The frequency of normal brain MRI was higher in among all the age groups (21.5%), whereas the frequency of abnormal brain MRI was found to be the highest in the age group 3 yrs-9 years (44-48.8%). This is probably because children with developmental delay are identified and evaluated more frequently when they are older between 3-9 yrs as our hospital is the tertiary referral center and many of the patient were born in the periphery of the state with lack of sophisticated facility and care and they are identified late and investigated later after the referral to our center. [16,17,18]

No gender significant difference was observed between normal and abnormal brain MRI.

No significant association was found with history of seizure disorder/complications in the neonatal period with abnormal brain MRI this finding correlates with Aruldasan et al. [9] Andali AS et al. [10]

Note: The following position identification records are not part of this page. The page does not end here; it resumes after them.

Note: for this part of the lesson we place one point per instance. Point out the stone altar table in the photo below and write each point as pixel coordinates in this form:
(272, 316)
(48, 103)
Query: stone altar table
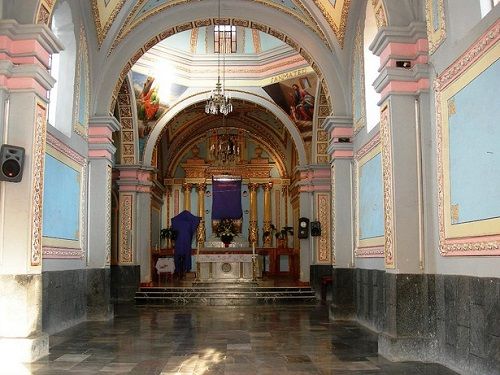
(227, 267)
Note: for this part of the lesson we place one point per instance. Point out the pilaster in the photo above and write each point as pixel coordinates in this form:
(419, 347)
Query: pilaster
(24, 82)
(101, 151)
(135, 189)
(403, 84)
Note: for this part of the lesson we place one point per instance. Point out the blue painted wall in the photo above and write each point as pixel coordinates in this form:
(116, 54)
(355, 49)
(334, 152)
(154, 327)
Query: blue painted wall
(474, 140)
(61, 200)
(371, 199)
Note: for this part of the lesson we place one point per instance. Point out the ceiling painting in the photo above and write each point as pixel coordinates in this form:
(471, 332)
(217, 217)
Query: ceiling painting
(295, 97)
(145, 9)
(335, 12)
(105, 12)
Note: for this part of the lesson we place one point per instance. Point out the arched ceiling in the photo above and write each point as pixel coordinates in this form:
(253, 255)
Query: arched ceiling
(312, 14)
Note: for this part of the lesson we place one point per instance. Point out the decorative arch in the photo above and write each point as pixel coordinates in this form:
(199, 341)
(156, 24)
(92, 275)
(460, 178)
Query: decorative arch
(183, 18)
(201, 97)
(194, 140)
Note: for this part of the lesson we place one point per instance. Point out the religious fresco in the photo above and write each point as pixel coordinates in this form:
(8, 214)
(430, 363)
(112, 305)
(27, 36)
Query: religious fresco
(153, 100)
(296, 97)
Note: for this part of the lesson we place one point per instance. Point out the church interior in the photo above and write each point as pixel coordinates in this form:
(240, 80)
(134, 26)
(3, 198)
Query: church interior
(346, 148)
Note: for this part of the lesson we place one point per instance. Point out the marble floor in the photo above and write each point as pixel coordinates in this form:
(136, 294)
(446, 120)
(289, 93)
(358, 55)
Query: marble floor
(227, 340)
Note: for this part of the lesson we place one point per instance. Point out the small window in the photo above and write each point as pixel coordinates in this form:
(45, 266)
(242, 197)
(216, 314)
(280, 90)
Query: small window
(225, 39)
(487, 6)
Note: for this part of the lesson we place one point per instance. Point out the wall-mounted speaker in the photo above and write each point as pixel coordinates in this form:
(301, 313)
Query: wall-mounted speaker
(303, 228)
(11, 163)
(315, 228)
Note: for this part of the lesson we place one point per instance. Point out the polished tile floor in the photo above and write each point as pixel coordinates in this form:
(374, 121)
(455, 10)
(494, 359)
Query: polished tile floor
(210, 340)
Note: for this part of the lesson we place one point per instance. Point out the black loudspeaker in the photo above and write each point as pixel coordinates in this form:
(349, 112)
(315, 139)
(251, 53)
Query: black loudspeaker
(315, 228)
(303, 228)
(11, 163)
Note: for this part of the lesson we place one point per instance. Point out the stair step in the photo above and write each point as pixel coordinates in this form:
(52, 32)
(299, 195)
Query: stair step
(226, 295)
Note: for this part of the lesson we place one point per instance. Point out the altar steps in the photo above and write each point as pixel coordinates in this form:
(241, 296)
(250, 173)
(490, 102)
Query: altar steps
(225, 295)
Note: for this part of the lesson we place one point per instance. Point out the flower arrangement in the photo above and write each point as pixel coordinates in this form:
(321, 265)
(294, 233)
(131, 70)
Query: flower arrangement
(226, 227)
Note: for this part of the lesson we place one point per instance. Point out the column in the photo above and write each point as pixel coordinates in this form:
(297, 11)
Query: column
(268, 240)
(25, 81)
(201, 235)
(252, 228)
(342, 236)
(101, 151)
(134, 250)
(404, 96)
(186, 188)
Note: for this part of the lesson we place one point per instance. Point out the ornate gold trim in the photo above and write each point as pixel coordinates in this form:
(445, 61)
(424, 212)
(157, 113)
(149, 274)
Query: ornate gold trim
(102, 31)
(338, 30)
(126, 228)
(38, 152)
(82, 61)
(324, 250)
(435, 37)
(386, 139)
(357, 57)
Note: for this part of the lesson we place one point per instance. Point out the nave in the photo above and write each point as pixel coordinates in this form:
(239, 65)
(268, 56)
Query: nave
(221, 341)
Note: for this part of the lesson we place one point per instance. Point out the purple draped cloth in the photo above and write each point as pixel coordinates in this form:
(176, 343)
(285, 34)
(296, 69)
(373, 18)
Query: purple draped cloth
(185, 224)
(226, 200)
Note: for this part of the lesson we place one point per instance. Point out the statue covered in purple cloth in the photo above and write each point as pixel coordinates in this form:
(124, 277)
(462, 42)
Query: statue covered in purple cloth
(185, 224)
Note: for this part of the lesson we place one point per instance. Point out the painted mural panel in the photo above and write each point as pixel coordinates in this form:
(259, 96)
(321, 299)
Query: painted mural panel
(468, 142)
(371, 199)
(296, 97)
(61, 200)
(474, 145)
(154, 96)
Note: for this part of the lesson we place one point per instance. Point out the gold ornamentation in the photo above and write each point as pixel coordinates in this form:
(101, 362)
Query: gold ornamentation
(39, 131)
(358, 58)
(455, 208)
(452, 109)
(82, 66)
(324, 252)
(256, 41)
(386, 139)
(460, 246)
(109, 180)
(333, 213)
(103, 30)
(338, 30)
(380, 17)
(127, 143)
(126, 228)
(435, 37)
(194, 39)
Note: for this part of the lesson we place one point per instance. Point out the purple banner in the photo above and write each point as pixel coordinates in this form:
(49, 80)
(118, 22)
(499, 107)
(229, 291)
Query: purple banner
(226, 199)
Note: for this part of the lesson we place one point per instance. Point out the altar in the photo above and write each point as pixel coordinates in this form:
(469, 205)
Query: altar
(227, 265)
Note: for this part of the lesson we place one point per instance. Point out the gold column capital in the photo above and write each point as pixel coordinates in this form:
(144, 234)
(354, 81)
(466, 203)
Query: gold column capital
(267, 186)
(252, 186)
(186, 186)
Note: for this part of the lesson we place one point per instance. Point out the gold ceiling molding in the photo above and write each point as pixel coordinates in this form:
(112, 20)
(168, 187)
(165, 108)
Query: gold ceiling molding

The main drawback of the present study was developmental delay children’s were not identified and not investigated at the right time and most of the patients were referred from the peripheral centres which should have investigated earlier. Which leads to random presentation of different aetiologies at random age group and spurious association with wrong age group and many of the normal patients were lost to follow up and not entirely investigated. Also did not correlate our findings with abnormal electroencephalography. [19,20,21]

Conclusion

In our study, most common etiology for developmental delay was neurovascular disorders (29.5%) followed by structural malformations (21%).Third most common etiology was infective, inflammatory disorders (17%). Less common etiologies were metabolic, neoplastic disorders.

In our study predominate localization of abnormality was noted involve parietal lobe (33%) followed by frontal (16%) and occipital lobe (11%). Hypoxic ischemic encephalopathy showed bilateral asymmetrical involvement of bilateral lobes in cortical & subcortical region with basal ganglia involvement. Some cases had of HIE had bilateral symmetrical diffuse involvement of deep& periventricular white matter.

Infective inflammatory etiology (17%). Many patients had meningitis &menindoencephalopathy in the past with pyogenic was than tubercular & viral. Post infective/inflammatory demylinating disorder, post infective vasculitic infarcts and brain insults and abscesses. Hydrocephalus (communicating and non-communicating hydrocephalus), encephalomalacia, brain atrophy and gliosis were consistent findings. Among the non-communicating hydrocephalus aqueduct stenosis was seen in significant patients.

The imaging features of various disease described in literature are largely reliable for diagnosis in significant number cases studied by us. They can be confidently referred to for making an accurate or near accurate diagnosis in 72.5%.

We conclude from our study that MRI is the most useful investigation in patients clinically suspicious for developmental delay and can help in diagnosing the underlying etiology. Other than no of lesions and predominant localization of lesions, encephalomalacia, gliosis, atrophy, structural malformations and neoplaticlesions, ventriculomegaly, micro or megalencephaly are useful features to diagnose underlying cause of developmental delay.